Jakarta, (Antaranews Sumbar) - Presiden Joko Widodo (Jokowi) bisa dipastikan kembali maju menjadi calon Presiden RI untuk periode 2019 sampai 2024 
pada Pemilu Pemilihan Presiden yang akan rencana pada 17 April 2019. 

        Pemilu tahun 2019 itu akan jadi pemilihan umum pertama dan menjadi sejarah baru karena dalam waktu bersamaan setiap rakyat pemilih akan menentukan pilihan pada pasangan calon presiden-/wakil presiden yang menjadi peserta, sekaligus memilih anggota DPR, DPD, DPRD provinsi, dan DPRD kabupaten-kota di masing-masing bilik suara.

        Meskipun masa pencalonan presiden dan wakil presiden baru akan dibuka oleh Komisi Pemilihan Umum (KPU) RI pada tanggal 4 hingga 10 Agustus 2018, bursa nama calon wakil presiden sudah beredar sejak kuartal terakhir tahun lalu.

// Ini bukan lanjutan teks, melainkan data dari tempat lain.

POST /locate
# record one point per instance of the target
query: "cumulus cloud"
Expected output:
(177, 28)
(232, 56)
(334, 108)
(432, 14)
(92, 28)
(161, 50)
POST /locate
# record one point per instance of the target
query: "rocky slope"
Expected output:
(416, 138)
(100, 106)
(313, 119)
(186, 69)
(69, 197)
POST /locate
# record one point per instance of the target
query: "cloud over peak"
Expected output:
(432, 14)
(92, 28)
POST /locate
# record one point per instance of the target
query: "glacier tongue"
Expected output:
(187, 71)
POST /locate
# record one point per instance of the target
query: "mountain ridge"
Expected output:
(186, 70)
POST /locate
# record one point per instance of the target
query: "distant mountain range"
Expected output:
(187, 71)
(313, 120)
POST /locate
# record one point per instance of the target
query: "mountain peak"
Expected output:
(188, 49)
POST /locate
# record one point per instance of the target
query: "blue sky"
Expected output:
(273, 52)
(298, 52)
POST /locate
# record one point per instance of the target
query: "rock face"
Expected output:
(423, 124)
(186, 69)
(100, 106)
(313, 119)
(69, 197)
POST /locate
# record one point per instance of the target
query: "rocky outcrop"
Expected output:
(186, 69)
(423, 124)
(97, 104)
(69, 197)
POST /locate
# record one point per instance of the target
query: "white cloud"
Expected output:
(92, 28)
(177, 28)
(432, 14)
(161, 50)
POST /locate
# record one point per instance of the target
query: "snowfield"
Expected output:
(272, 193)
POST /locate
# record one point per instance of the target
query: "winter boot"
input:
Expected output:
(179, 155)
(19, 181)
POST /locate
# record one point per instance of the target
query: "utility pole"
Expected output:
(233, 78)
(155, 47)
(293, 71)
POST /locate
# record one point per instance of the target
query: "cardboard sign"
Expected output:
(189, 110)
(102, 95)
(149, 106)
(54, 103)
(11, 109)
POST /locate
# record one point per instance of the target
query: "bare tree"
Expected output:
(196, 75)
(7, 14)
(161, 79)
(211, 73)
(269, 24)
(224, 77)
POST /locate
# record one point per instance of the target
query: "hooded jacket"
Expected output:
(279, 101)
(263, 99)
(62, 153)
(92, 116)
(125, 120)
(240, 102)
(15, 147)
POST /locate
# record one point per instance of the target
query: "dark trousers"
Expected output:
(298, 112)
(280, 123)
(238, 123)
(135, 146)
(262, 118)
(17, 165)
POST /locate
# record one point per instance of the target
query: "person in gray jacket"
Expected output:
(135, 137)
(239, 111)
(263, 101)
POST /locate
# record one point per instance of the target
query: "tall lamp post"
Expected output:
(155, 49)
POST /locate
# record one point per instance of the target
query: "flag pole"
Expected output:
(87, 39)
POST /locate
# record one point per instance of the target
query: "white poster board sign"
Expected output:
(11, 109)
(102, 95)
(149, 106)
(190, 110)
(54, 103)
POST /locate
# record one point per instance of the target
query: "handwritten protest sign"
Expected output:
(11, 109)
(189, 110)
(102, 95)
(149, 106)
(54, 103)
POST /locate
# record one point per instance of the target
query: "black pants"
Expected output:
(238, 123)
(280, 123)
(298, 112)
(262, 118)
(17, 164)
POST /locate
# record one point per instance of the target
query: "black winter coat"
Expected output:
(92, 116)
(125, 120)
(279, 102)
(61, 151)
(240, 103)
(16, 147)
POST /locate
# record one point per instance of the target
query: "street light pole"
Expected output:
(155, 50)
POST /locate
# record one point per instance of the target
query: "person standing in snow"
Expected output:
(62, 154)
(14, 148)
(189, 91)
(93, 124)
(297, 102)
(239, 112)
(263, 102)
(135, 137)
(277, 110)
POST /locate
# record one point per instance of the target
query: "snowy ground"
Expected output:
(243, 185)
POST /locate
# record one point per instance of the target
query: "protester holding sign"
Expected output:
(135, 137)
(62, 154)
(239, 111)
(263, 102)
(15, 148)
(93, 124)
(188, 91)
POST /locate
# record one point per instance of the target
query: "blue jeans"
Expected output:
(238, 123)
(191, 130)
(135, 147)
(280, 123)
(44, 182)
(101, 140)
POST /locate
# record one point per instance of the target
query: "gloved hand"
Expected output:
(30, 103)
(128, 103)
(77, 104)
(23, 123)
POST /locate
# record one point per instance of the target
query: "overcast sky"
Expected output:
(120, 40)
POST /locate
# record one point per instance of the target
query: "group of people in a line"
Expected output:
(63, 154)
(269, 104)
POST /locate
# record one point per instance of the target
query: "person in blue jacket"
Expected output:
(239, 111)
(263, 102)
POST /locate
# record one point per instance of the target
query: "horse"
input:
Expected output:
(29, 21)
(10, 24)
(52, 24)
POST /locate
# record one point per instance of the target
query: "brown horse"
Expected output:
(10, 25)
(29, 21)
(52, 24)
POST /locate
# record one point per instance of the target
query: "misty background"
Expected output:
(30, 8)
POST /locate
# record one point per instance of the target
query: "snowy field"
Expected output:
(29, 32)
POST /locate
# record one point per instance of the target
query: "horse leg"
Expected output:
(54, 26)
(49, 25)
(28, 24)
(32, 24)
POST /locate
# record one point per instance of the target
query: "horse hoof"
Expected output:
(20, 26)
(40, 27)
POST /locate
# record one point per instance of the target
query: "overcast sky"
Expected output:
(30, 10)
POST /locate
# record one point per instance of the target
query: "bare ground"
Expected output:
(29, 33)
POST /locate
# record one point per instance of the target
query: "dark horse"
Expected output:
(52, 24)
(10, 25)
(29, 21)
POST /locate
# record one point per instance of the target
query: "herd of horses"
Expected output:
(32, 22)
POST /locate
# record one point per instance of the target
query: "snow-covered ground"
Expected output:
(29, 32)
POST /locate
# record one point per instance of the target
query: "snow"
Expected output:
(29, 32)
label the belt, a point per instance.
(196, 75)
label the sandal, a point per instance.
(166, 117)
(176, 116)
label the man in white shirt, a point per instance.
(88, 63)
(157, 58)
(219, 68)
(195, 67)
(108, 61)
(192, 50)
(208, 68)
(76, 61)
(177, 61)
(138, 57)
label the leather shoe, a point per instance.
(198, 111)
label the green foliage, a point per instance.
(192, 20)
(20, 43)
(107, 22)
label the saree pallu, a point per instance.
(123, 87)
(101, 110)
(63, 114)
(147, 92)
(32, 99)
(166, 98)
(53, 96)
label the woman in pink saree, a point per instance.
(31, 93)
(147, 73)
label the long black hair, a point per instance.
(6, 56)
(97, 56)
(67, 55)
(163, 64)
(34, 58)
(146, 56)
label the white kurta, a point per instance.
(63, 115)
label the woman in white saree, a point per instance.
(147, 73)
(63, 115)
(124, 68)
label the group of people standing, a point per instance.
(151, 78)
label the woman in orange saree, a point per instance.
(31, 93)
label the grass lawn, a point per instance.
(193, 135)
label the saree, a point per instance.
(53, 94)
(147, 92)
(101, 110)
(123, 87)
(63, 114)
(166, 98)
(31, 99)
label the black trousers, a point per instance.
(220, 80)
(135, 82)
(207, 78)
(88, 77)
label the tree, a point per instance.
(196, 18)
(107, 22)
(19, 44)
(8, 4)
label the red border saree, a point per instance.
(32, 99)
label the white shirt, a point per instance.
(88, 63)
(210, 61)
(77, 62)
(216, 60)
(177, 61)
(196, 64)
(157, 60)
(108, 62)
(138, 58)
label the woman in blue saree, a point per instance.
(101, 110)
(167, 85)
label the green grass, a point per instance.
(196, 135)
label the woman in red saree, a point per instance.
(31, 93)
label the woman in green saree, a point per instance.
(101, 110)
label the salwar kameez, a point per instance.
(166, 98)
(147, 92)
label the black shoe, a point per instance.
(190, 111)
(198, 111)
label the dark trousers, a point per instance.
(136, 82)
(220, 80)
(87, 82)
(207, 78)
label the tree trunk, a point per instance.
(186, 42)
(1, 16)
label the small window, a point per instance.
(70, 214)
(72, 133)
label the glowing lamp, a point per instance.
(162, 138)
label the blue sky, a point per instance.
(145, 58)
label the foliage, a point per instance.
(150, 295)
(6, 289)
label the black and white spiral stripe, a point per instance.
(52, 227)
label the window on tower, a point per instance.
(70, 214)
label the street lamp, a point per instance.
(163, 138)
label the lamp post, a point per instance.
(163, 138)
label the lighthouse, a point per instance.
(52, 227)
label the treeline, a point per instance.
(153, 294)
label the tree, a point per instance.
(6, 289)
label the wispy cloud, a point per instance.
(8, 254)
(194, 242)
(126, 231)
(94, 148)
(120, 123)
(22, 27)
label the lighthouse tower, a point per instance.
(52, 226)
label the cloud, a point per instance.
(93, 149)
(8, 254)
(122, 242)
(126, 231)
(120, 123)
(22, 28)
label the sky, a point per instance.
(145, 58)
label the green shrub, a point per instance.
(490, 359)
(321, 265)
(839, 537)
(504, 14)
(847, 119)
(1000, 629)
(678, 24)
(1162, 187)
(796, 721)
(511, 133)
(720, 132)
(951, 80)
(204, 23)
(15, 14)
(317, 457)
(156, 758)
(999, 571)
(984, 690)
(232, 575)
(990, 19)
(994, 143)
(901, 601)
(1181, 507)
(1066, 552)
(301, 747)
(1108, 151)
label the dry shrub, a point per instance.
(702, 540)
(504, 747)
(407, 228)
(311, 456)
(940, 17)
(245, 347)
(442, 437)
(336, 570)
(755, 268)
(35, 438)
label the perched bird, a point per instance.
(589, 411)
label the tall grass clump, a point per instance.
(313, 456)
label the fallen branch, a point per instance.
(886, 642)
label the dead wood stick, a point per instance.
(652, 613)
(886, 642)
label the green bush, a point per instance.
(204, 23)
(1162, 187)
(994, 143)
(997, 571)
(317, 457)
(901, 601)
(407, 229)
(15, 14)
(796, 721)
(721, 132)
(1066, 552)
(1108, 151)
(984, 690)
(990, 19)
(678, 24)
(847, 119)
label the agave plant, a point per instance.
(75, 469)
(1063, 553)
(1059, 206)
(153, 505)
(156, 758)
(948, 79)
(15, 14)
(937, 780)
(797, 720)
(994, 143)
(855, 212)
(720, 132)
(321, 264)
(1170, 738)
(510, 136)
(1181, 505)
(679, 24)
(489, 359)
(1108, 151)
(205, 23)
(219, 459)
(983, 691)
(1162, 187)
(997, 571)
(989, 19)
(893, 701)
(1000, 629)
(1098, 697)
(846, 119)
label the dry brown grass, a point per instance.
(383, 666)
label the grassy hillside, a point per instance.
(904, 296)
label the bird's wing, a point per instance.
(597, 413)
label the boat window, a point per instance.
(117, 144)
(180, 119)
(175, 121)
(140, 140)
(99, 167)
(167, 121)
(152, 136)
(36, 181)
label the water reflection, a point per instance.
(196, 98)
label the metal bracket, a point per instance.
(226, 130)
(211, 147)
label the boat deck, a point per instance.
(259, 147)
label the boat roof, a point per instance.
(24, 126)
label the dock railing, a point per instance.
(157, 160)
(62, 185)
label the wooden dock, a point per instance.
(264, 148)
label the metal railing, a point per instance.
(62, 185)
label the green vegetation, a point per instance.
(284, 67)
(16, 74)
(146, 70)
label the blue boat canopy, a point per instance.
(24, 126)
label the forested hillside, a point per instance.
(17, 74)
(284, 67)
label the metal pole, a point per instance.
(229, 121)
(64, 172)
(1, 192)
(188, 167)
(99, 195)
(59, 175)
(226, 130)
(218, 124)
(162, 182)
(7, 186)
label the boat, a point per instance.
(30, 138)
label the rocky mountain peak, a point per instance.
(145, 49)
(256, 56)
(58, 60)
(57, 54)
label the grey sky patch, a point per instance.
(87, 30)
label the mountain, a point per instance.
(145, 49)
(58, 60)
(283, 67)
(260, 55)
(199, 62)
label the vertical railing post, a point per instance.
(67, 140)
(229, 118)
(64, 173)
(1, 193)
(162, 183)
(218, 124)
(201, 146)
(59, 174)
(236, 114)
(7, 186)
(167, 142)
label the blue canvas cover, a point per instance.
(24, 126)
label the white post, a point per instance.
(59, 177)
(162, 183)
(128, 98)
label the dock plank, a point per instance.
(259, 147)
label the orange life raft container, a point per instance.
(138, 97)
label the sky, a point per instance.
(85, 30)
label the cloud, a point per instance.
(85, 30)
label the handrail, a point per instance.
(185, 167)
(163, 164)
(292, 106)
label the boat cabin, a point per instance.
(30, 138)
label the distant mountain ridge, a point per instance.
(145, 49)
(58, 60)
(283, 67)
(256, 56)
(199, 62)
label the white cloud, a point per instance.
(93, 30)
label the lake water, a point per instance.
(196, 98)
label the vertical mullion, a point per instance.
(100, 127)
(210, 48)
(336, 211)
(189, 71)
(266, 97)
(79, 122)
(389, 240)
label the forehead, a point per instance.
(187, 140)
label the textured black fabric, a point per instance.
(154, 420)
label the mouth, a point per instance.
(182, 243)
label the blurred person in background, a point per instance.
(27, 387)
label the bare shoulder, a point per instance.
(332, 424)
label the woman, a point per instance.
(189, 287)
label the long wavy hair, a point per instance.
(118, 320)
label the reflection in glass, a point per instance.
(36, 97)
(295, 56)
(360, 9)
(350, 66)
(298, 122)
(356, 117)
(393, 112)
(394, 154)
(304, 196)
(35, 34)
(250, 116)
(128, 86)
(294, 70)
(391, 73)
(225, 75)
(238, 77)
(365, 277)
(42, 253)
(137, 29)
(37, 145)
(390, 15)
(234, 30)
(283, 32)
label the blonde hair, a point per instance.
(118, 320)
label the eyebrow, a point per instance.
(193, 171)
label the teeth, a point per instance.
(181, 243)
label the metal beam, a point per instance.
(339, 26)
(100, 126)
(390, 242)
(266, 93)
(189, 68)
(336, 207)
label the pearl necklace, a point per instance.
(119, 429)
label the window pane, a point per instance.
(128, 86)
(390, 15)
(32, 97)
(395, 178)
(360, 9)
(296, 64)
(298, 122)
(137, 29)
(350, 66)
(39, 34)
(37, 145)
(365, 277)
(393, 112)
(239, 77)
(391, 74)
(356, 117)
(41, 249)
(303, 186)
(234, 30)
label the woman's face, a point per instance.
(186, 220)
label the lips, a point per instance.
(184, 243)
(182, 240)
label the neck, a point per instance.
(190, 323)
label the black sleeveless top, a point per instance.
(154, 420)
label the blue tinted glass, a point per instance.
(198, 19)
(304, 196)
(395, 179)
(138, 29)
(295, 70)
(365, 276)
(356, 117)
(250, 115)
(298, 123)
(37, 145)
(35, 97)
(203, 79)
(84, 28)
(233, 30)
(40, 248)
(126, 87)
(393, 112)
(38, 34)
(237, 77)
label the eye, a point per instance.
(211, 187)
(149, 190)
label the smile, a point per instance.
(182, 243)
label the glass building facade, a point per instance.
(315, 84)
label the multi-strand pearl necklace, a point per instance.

        Sejumlah nama calon wakil presiden yang sudah disebut-sebut antara lain Ketua Umum DPP Partai Kebangkitan Bangsa Muhaimin Iskandar yang gambar/foto besar dirinya terbentang besar di atas jalan-jalan di sejumlah provinsi di Jawa.

        Nama Menko Polhukam Jenderal (Purn) Wiranto yang juga Ketua Dewan Pembina Partai Hanura telah diumumkan pula secara aklamasi oleh Ketua Umum DPP Partai Hanura Oesman Sapta Odang pada pekan lalu sebagai calon wakil presiden.
   
     Nama Menko Pembangunan Manusia dan Kebudayaan Puan Maharani yang juga Ketua DPP PDI Perjuangan nonaktif dan putri dari Presiden ke-5 RI yang juga Ketua Umum DPP PDI Perjuangan Megawati Soekarnoputri, juga santer disebut-sebut sebagai calon pendamping Jokowi dalam pemilu tahun depan.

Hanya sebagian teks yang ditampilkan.